Integrating a proudly family-owned company into an established global manufacturer without losing the precious elements that make it a profitable workplace for a loyal workforce is a story of generosity and open-mindedness. Emma-Jane Batey reports.
Plastic bottle. Photo: RETAL
Photo: RETAL
Seeking diversity and inclusion at work comes in many forms, with the increasing understanding that corporate life is not the only way to have a successful career. As previously stuffy corporate companies embrace flexible working and integrate well-being into HR policies, so too do family-owned companies appreciate that boundaries and targets help tangible results. Yet there are lessons to be learned from all approaches, with perhaps the most valuable the acceptance that everyone can learn something from someone.
While mergers and acquisitions can have the reputation of asset stripping for short-term gain for a small number of shareholders, the most beneficial way is for the essence of the business to be maintained and for as much as possible to carry on as normal. Acquiring expertise valued alongside acquiring equipment. Appreciating people as well as property and products.
The acquisition of Italian plastic bottles and preforms producer Plastec by global packaging solutions provider RETAL is an exercise in valuing the whole business, in seeing the unique benefits of the team and its character together with the reports and the KPIs. Established by Giampaolo Gatti and Vincenzo Pizi in Ascoli Piceno, Italy in 2006, Plastec manufacturers PET bottles. Giampaolo and Vincenzo worked together for nearly 30 years in the plastic bottle industry before founding Plastec. Many of Giampaolo and Vincenzo’s family are employed by Plastec, with those employees who are not actually related soon feeling like family too.

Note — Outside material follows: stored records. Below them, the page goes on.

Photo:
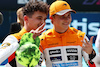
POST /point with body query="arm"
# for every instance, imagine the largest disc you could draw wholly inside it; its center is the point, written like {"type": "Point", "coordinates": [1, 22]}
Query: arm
{"type": "Point", "coordinates": [88, 51]}
{"type": "Point", "coordinates": [8, 47]}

Noemi Gatti, Giampaolo’s daughter and the finance controller at Plastec, shares how growing up with Plastec is a familiar story. “There are so many of us here that have grown up together. Many children of friends and colleagues of my dad and Vincenzo have worked here and still work here. Plenty of people here have worked together for 40 years; there’s a true sense of family because we all rely on each other and have seen the business grow from nothing.”
Power of the people
Being part of a successful business that has grown strong thanks to continuous hard work and careful development is as evident in Giampaolo’s approach to leadership as well as in the shared mentality of the team. Noemi adds, “Giampaolo always says ‘we can fix equipment but we can’t fix people’; he knows that people being happy, motivated and rewarded at work is the most important thing. He’s always known that Plastec employees must be sure that there is a job here forever, not just today or tomorrow. Loyalty goes two ways.”
In 2016, Plastec was acquired by global plastic packaging manufacturer RETAL, who already owned a facility in Italy, and was keen to expand its local capability to better serve its multinational brand owner customers in the food and beverage industries. The agreement for RETAL to acquire Plastec was appealing to Giampaolo and Vincenzo after the first meeting with RETAL. Noemi explains, “They could see that the reputation they’d worked so hard to build would be valued as a philosophy as well as a business. They met with the RETAL board of directors, and all agreed that Plastec must continue to run as it always had, but with the additional reach and support of a global group. Giampaolo told them ‘When we all use our hands together, we can make something that can only be reached by a family’, and the RETAL people said that this philosophy connected with their way of working too."
Under the strong leadership of packaging industry stalwart Renzo Imperia, the general manager at RETAL Italia, Plastec continued to flourish with the day-to-day management of Giampaolo and Vincenzo from 2016 until 2021, when Renzo’s move towards retirement saw Giampaolo being named as general manager for RETAL Plastec.
Noemi says, “There is a great symmetry in Giampaolo as the general manager of RETAL Plastec; during the initial meetings with the company, he felt they had great trust in him, and this is a continuation of being able to repay that trust, to continue to demonstrate to the group that we’re good at what we do and bring value and expertise to our customers. Plastec is very much part of RETAL, but we are also true to our roots.”
As the RETAL Plastec family continues to flourish, so too does it add value to the global RETAL group of companies, all striving to bring that sense of trust, pride and expertise to their own local markets. Noemi concludes, “We are always looking for our family to continue to grow; we welcome new people to our team and love the way they help us to stay connected to our community and our customers.”
- Emma-Jane Batey is a freelance packaging writer specialising in making technical things interesting.